I would like the contact form on my website to only accept text submitted in English. I've been dealing with a lot of spam recently that has appeared in multiple languages that is slipping right past the CAPTCHA. There is simply no reason for anyone to submit this form in a language other than English since it's not a business and more of a hobby for personal use.
I've been looking through this documentation and was hopeful that something like preg_match( '/[\p{Latin}]/u', $input)
might work, but I'm not bilingual and don't understand all the nuances of character encoding, so while this will help filter out something like Russian it still allows languages like Vietnamese to slip through.
Ideally I would like it to accept:
- Any Unicode symbol that might be used. I have frequently come across different styles of dashes, apostrophes, or things related to math, for example.
- Common diacritical marks / accented characters found in words like "résumé."
And I would like it to reject:
- Anything that appears to be something other than English, or uncommon. I'm not overly concerned with accents such as "naïve" or in words borrowed from other languages.

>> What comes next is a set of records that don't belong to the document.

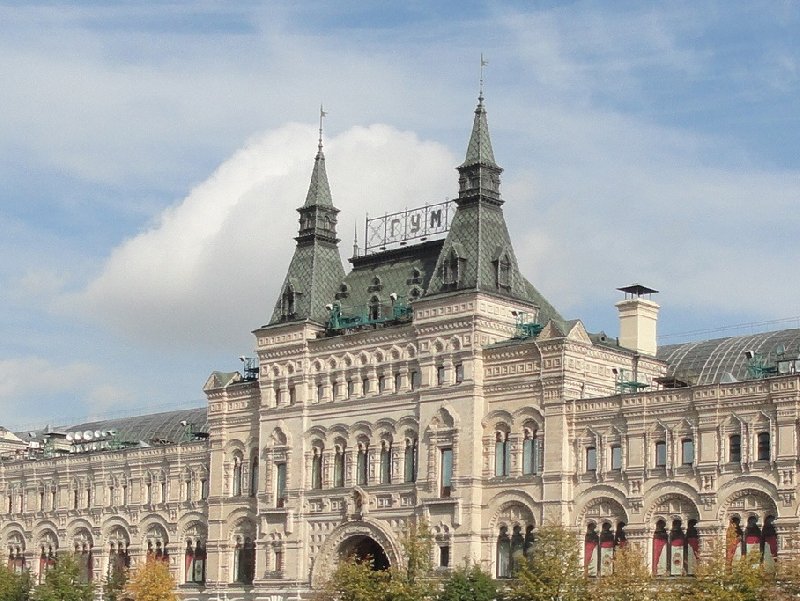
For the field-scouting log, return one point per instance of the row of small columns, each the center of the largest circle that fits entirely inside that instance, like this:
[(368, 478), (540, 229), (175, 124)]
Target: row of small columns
[(397, 464), (295, 389)]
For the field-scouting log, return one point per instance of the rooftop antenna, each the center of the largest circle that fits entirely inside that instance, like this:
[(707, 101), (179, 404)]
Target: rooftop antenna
[(484, 62), (322, 115)]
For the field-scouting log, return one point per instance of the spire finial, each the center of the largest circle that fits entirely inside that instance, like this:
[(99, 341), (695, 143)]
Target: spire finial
[(484, 62), (322, 115)]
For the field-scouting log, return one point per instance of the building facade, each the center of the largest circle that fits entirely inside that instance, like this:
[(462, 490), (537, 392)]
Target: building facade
[(430, 382)]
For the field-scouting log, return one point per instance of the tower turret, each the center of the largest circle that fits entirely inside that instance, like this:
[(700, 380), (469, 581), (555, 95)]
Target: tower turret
[(316, 267)]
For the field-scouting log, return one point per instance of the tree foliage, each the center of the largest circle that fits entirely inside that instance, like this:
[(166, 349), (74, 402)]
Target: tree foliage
[(468, 583), (151, 581), (355, 580), (13, 586), (114, 586), (629, 580), (554, 572), (63, 583)]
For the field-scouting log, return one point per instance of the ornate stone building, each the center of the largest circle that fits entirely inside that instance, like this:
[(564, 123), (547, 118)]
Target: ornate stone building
[(434, 382)]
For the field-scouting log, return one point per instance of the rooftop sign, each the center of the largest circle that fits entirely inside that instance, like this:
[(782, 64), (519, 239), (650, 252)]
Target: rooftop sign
[(411, 224)]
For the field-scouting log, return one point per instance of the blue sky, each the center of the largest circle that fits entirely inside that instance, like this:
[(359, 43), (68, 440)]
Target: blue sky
[(152, 156)]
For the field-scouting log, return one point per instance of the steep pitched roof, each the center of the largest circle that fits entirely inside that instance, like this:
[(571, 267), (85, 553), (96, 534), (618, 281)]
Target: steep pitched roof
[(708, 361)]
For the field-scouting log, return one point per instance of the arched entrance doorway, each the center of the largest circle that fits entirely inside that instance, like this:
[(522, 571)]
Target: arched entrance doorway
[(364, 548)]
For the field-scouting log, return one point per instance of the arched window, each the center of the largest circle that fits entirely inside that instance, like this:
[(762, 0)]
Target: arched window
[(675, 552), (244, 560), (599, 547), (338, 466), (769, 545), (47, 556), (410, 461), (118, 557), (195, 561), (503, 553), (591, 550), (316, 468), (754, 539), (502, 454), (16, 553), (237, 475), (280, 484), (82, 552), (254, 476), (763, 446), (531, 452), (735, 448), (361, 463), (386, 462)]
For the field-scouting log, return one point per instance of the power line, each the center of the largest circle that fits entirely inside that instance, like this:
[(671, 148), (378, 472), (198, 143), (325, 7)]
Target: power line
[(741, 326)]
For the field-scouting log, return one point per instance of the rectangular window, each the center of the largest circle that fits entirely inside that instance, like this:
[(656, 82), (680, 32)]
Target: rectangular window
[(735, 449), (444, 556), (763, 446), (661, 453), (447, 472), (361, 467), (410, 470), (280, 484), (527, 456), (687, 451), (616, 458), (591, 459)]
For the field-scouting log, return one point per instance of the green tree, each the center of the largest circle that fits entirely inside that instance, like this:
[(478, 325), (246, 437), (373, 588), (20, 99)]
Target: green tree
[(63, 583), (718, 579), (468, 583), (356, 580), (114, 586), (13, 586), (151, 581), (554, 572), (629, 580)]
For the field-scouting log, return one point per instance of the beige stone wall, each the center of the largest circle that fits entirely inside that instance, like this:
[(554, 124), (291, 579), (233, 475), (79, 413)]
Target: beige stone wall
[(455, 381)]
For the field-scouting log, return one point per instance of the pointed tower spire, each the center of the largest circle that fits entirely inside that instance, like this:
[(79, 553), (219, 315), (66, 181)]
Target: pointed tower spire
[(319, 191), (315, 271), (477, 253)]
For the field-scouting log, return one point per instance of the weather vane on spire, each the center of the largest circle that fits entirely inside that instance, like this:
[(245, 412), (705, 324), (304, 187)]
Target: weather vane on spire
[(322, 114), (484, 62)]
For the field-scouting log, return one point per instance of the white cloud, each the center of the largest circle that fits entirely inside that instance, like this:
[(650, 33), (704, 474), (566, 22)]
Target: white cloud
[(209, 270)]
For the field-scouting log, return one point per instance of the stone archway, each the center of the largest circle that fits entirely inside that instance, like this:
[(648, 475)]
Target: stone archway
[(360, 538), (364, 548)]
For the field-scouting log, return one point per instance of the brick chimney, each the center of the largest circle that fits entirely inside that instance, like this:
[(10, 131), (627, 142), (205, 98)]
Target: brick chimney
[(638, 317)]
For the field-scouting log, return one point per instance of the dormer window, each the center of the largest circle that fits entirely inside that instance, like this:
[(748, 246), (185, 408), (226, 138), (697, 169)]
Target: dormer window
[(288, 301), (452, 269), (503, 267), (344, 291), (374, 308)]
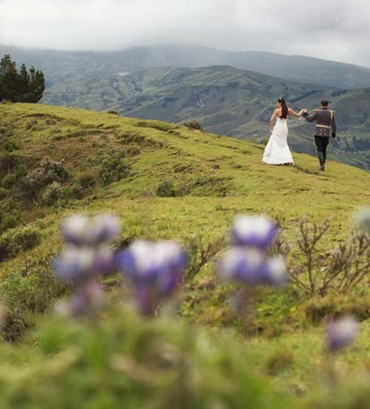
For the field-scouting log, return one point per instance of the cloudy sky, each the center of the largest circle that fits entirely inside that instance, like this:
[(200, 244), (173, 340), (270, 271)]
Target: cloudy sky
[(331, 29)]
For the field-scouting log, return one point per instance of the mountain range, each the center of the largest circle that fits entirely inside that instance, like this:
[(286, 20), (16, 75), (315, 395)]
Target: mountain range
[(225, 99), (62, 65)]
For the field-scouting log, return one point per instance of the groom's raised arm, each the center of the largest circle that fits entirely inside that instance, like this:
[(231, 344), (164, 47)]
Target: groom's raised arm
[(310, 118), (333, 127)]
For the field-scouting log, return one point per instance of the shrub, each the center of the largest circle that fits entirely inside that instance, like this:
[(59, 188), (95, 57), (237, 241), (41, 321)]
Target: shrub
[(9, 221), (86, 180), (28, 291), (9, 181), (160, 126), (52, 194), (8, 162), (194, 125), (340, 269), (3, 193), (11, 146), (113, 168), (166, 189), (48, 172), (18, 239), (201, 251)]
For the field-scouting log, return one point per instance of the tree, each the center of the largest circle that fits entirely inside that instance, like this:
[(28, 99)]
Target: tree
[(22, 86)]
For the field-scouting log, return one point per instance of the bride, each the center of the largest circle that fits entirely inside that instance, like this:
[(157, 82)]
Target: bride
[(277, 151)]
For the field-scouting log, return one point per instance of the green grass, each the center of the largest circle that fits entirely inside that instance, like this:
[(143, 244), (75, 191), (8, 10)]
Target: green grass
[(214, 179)]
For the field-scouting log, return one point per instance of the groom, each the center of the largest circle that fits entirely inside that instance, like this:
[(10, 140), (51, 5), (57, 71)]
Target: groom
[(325, 125)]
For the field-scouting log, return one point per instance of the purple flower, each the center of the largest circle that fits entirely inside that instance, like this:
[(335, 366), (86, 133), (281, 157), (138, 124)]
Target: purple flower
[(81, 230), (253, 231), (155, 270), (251, 266), (341, 333), (149, 263), (248, 266)]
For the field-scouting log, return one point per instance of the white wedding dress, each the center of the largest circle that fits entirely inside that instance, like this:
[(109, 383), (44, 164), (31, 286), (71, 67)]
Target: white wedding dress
[(277, 151)]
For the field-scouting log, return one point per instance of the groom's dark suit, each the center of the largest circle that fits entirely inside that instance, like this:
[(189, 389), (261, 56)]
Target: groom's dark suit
[(325, 127)]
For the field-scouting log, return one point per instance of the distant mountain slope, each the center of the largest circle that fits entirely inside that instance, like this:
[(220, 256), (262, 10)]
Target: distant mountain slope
[(227, 172), (70, 66), (226, 101)]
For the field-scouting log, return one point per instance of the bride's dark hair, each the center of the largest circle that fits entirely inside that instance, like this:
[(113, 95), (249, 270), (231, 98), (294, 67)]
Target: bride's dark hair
[(284, 108)]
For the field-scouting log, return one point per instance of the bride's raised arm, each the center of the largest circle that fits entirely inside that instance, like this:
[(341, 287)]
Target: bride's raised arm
[(296, 114), (272, 120)]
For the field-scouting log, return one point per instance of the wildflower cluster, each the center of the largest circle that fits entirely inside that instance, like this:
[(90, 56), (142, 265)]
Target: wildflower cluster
[(87, 256), (247, 262), (155, 270), (340, 334)]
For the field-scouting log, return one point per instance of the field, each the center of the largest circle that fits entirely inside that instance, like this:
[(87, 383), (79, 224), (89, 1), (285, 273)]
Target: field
[(166, 181)]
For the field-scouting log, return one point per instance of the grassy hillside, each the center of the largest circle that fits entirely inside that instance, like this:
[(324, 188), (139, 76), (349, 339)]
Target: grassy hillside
[(226, 101), (71, 66), (165, 181)]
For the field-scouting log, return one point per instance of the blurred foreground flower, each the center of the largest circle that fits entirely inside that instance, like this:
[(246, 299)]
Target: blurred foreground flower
[(341, 333), (253, 231), (155, 269), (248, 263), (86, 258), (80, 230)]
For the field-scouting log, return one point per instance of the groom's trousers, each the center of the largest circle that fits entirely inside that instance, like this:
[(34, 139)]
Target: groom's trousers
[(321, 143)]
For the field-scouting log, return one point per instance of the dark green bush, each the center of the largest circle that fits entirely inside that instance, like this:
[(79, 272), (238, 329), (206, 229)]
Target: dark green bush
[(28, 291), (113, 168), (11, 146), (18, 239), (9, 181), (48, 172), (3, 193), (8, 162), (166, 189), (53, 194), (194, 125)]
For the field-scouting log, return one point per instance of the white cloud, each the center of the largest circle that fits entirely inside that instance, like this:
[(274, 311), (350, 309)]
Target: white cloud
[(333, 29)]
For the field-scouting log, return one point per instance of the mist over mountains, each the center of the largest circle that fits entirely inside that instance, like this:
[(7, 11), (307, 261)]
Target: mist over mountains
[(229, 93), (64, 65)]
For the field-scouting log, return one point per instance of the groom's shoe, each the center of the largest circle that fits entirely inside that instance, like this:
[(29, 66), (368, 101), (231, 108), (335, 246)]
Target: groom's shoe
[(321, 157)]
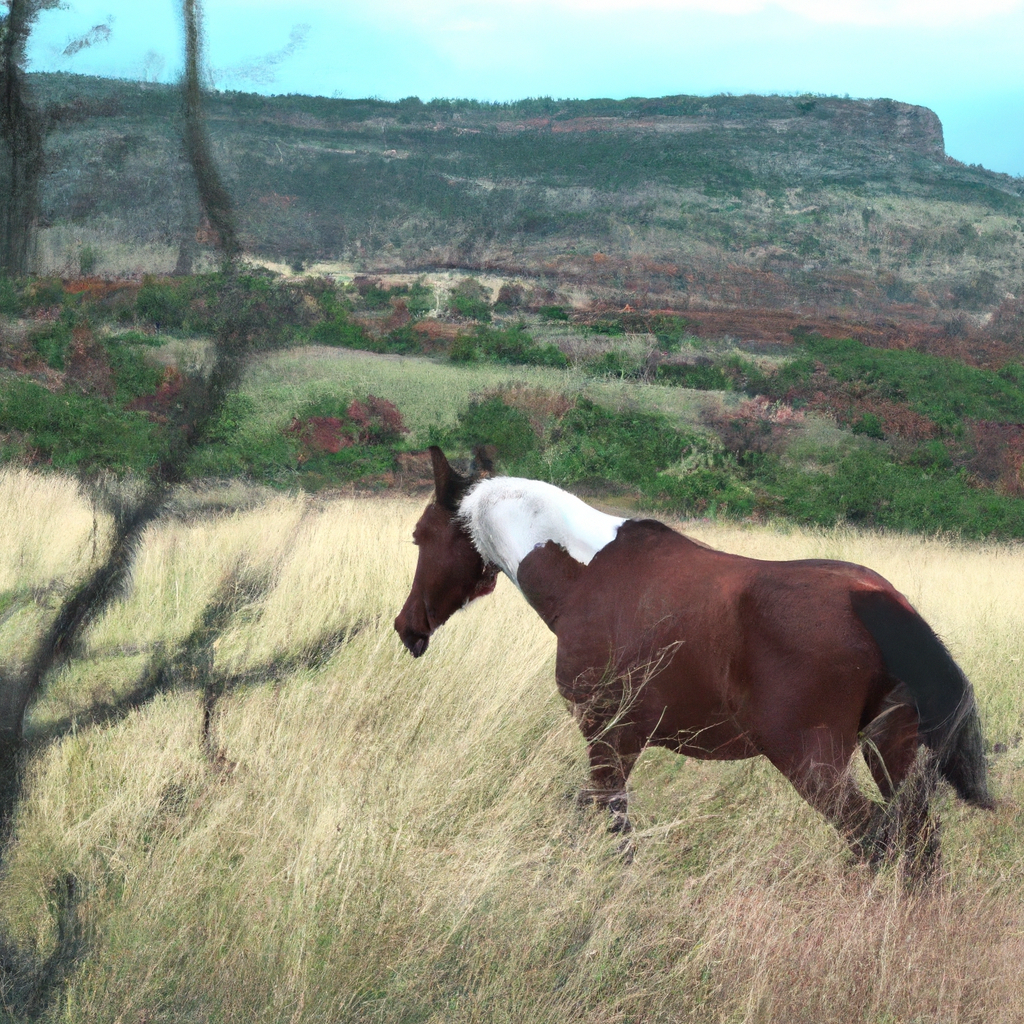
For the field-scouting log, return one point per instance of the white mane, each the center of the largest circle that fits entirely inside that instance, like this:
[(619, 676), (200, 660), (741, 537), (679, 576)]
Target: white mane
[(507, 517)]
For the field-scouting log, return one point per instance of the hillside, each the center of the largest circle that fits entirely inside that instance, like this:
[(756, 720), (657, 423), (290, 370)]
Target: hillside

I'm thinking of simply stripping all potentially valid characters as follows:
$input = 'testing for English only!';
// reference: https://en.wikipedia.org/wiki/List_of_Unicode_characters
// allowed punctuation
$basic_latin = '`~!@#$%^&*()-_=+[{]}\\|;:\'",<.>/?';
$input = str_replace(str_split($basic_latin), '', $input);
// allowed symbols and accents
$latin1_supplement = '¡¢£¤¥¦§¨©ª«¬®¯°±²³´µ¶·¸¹º»¼½¾¿É×é÷';
$input = str_replace(str_split($latin1_supplement), '', $input);
$unicode_symbols = '–—―‗‘’‚‛“”„†‡•…‰′″‹›‼‾⁄⁊';
$input = str_replace(str_split($unicode_symbols), '', $input);
// remove all spaces including tabs and end lines
$input = preg_replace('/\s+/', '', $input);
// check that remaining characters are alpha-numeric
if (strlen($input) > 0 && ctype_alnum($input)) {
echo 'this is English';
} else {
echo 'no bueno señor';
}
However, I'm afraid there might be some perfectly common and valid exceptions that I'm unwittingly leaving out. I'm hoping that someone might be able to offer a more elegant solution or approach?